An excellent book, Do We Need Mass Immigration?, by Anthony Browne (published by Civitas, £6.00), deals, one by one, with the arguments of mass immigrationists and what he has to say on this point is of particular interest. The idea is known as “replacement immigration” and is more and more put forward as an unquestionable scientific law by pundits and by media.
Browne said this is “one of the most widespread and comforting self-delusions since humanity believed the sun went round the earth”. It is, he said, refuted by elementary demographics: immigrants are no fix for an ageing society because they age too.
The idea has been discredited by every authority that has looked at it – from the UN, to the Council of Europe, the European Commission, the UK Government Immigration Advisory Service the Home Office, and the OECD.
Browne quotes from a Home Office report of 2001. “The impact of immigration in mitigating population aging is widely acknowledged to be small because immigrants also age. For a substantial effect, net inflows of migrants would not only need to occur on an annual basis, but would have to rise continuously. Despite these and other findings, debate about the link between changing demography and a migration ‘fix’ refuses to go away.”
The Council of Europe in a 2000 report argued: “Migration flows cannot in future be used to reverse trends in population ageing and decline in most Council of Europe countries. The flows required would be too large and it would be impossible to integrate them into the economy and society.”
Even the UN report, Replacement Migration: Is It A Solution to Declining and Ageing Population?, often cited as proving the case for replacement migration, actually came to the completely opposite conclusion. The authors concluded that the scale of migration needed to change the demographic profile of a whole country is so large as to be “out of reach”. For example, to combat the effect of aging population in South Korea (a very rapidly aging society) almost the entire population of the earth would have to move there by 2050.
Key is the “dependency ratio”, which the UN defines as the ratio between the number of people of working age compared to the number of pensioners. Currently this is 4.09:1 in the UK and in the absence of immigration, changes in fertility and retirement age, is forecast to decline to 2.5:1 by 2050. So “bring in young people”, say the pundits.

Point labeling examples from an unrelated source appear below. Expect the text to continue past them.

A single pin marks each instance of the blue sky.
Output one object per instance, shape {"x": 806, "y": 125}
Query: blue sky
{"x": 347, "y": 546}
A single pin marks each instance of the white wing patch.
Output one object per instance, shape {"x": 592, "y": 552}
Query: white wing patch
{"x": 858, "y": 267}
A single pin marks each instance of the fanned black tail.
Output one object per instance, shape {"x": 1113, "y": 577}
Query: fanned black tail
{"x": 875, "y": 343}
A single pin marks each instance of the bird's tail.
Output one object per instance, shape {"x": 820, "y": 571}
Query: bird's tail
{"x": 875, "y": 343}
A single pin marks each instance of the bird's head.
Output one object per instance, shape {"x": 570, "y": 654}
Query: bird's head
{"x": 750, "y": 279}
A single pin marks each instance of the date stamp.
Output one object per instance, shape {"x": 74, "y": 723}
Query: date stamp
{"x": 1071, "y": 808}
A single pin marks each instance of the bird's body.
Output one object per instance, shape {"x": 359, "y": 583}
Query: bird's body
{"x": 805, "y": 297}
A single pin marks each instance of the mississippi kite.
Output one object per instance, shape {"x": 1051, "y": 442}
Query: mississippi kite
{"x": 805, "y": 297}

But, the UK government actuary in a report (2001) said: “The single reason why even large constant net migration flows would not prevent support ratios from falling in the long term is that migrants grow old as well! Although a steady large inflow of young migrants would continue to boost the working-age population, before long it would start adding to the retirement-age population, and a four-to-one (say) potential support ratio could not be maintained.”
The UN calculates that to keep the UK ratio at 4.09:1 Britain would need 60 million immigrants by 2050, bringing the population to 136 Million. To continue the strategy another 130 million immigrants would be needed by 2100, doubling to about a quarter of a billion.

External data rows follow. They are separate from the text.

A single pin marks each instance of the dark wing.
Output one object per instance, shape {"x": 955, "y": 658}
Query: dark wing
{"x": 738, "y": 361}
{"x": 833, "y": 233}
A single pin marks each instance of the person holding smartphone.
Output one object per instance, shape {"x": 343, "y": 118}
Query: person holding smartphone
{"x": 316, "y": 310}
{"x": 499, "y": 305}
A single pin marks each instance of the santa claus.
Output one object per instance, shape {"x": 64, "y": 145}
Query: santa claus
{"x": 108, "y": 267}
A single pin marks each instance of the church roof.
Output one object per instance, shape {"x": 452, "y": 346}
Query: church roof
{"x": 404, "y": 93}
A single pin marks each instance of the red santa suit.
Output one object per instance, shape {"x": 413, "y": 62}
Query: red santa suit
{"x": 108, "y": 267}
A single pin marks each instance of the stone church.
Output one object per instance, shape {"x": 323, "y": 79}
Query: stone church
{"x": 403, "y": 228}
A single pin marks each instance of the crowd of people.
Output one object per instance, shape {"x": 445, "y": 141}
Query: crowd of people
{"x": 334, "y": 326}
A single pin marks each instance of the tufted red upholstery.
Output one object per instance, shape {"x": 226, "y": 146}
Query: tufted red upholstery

The scale of immigration needed to avoid adapting to an aging society is extraordinary, as the table shows; what it doesn’t show is that it is exponential and never reaches a plateau, it just keeps on growing. The US and Japan would need half a billion immigrants each, but even they would face the same problem.
The UK government actuary reached the same conclusion (2001). “Immigration policies should be governed by political and humanitarian objectives, and not by demographic considerations,” he argued.

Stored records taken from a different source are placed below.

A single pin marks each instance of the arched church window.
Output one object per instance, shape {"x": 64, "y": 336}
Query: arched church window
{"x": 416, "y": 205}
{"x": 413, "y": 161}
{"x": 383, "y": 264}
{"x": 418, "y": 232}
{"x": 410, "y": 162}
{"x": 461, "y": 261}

Browne also said that the dependency ratio as defined by the UN is too narrow. The ratio, taking more factors into account, gives, said the UK actuary, a more benign picture.
It is a mistake, said Browne, to think in terms of “solving” an ageing society. An ageing society is the logically inevitable consequences of increasing life expectancies and stabilising populations. “An ageing society is not something we can escape, but it is something we can adjust to,” he said.
Finally, Browne said there is no need to fear that an ageing society will mean unbearable healthcare costs. In fact, studies on the subject show that the impact of an ageing society on health spending will be relatively small. This is because the effect of increasing life expectancy is not so much to increase healthcare costs as to postpone them.
The Wanless Report for the British Treasury said: “Demographic changes have had less of an impact on health spending than many people tend to think. There is a widening body of evidence which shows that proximity to death has a larger impact on healthcare costs than age.” It is therefore possible that the effect of an aging population will be to postpone rather than to increase health service costs.